A second explanation? Torres feasted on fastballs, after being almost helpless against velocity in 2021. His batting average against the pitch jumped from .230 to .292. Incredibly, his slugging percentage against the heater shot up one hundred eighty-six points to .538. And his weighted on-base average went from .299 to .378. If hit the ball hard is a recipe for success, hit the fastball hard seems a mantra to live by.
On the other side of the ball, Torres also showed improvement from the previous two years. Oceans of ink have been spilled talking about Gleyber’s ill-fated move to shortstop beginning in 2020. After two seasons of futility, the Yankees shifted Torres back to second base.
If you want to judge Torres based on Outs Above Average, he showed significant improvement in the field. After never finishing above the 19th percentile in that metric previously, including ignominious finishes in the 2nd percentile (2021) and 1st percentile (2019), Torres concluded the 2022 season in the 36th percentile.
At Baseball Reference, by dWAR, the news is even better. After three seasons with negative numbers at that metric (-0.6, -0.7, and -0.5), Torres finished 2022 with 1.4 dWAR. His improvement in the field provided one of the few highlights for the Yankees in the ALCS. In the seventh inning of Game 2, he started a spectacular double play against the Astros with a dazzling scoop, robbing José Altuve. You love to see it.

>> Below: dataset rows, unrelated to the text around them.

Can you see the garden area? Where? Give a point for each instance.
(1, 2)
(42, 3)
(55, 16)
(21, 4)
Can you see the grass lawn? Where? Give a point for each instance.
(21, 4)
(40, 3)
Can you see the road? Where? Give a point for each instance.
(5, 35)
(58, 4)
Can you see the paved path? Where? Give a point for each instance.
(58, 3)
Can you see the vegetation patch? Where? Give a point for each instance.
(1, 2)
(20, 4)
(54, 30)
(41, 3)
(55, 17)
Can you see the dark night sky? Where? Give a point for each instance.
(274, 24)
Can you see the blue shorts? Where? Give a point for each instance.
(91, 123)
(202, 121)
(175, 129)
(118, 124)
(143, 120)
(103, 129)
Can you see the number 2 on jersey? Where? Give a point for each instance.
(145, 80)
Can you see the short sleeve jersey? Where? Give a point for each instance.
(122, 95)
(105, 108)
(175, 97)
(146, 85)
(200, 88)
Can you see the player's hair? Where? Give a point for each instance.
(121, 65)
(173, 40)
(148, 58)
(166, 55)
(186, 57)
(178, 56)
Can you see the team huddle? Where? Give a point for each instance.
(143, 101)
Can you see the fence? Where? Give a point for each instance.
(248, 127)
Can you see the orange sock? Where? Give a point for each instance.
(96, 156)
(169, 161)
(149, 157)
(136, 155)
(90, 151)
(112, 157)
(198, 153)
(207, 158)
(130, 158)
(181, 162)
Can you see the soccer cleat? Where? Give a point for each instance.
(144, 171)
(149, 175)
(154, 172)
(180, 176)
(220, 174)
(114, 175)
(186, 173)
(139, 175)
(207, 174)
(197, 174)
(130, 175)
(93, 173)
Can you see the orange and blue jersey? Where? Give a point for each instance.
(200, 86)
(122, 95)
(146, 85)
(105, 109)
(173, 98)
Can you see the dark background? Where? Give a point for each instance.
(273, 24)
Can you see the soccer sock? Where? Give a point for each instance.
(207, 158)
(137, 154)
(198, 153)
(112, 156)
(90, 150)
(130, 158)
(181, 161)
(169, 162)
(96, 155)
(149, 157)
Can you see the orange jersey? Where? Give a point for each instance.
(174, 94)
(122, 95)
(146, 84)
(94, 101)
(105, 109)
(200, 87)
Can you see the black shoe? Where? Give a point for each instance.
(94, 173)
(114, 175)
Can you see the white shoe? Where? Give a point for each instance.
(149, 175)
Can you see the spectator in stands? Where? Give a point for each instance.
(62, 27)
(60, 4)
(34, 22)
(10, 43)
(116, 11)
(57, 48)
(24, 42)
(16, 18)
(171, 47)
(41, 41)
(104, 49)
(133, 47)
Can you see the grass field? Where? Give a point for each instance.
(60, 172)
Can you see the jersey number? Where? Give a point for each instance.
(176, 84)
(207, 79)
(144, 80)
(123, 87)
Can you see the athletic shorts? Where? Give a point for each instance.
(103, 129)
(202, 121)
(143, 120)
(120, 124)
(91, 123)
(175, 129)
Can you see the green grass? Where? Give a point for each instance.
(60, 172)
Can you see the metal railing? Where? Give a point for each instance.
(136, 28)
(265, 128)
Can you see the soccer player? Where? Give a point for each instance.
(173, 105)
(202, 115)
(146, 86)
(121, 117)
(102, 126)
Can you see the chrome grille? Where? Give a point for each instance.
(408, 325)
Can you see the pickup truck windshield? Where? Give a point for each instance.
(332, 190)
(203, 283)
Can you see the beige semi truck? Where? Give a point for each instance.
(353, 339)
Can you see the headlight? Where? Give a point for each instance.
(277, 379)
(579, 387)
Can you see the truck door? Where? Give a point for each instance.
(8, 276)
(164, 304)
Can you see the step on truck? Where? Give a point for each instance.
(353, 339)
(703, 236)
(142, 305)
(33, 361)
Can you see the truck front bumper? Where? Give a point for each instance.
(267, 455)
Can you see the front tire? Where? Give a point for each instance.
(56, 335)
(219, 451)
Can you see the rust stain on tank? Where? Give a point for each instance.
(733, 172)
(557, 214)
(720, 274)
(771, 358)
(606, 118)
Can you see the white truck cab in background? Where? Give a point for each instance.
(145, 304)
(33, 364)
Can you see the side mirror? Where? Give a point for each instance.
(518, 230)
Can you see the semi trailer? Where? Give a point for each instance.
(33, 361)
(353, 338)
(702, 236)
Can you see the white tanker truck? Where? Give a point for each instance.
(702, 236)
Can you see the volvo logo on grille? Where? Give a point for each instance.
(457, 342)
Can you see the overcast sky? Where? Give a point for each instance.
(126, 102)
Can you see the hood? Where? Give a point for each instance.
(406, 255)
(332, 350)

It is hard to predict what 2023 holds for Gleyber. His name has already been mentioned this offseason in trade rumors, with the Seattle Mariners said to be interested in acquiring him. Moreover, the Yankees’ two best prospects are middle infielders, with Oswald Peraza arriving in the Bronx last fall, and Anthony Volpe at Triple-A, banging on the door to the Yankees’ clubhouse. If the Yankees decide to move him to improve the roster elsewhere, or to make room for the next generation of prospects, we may have seen the last of Torres in pinstripes.
If Torres is still with the club in 2023, there is reason to be a lot more optimistic about him than there was the previous two off-seasons. Notwithstanding one putrid month at the plate, he showed that his bat is back. Moreover, he improved notably with the glove. He may never hit 38 home runs in a season again the way he did as a sophomore, but he’s still a young, talented, valuable middle infielder.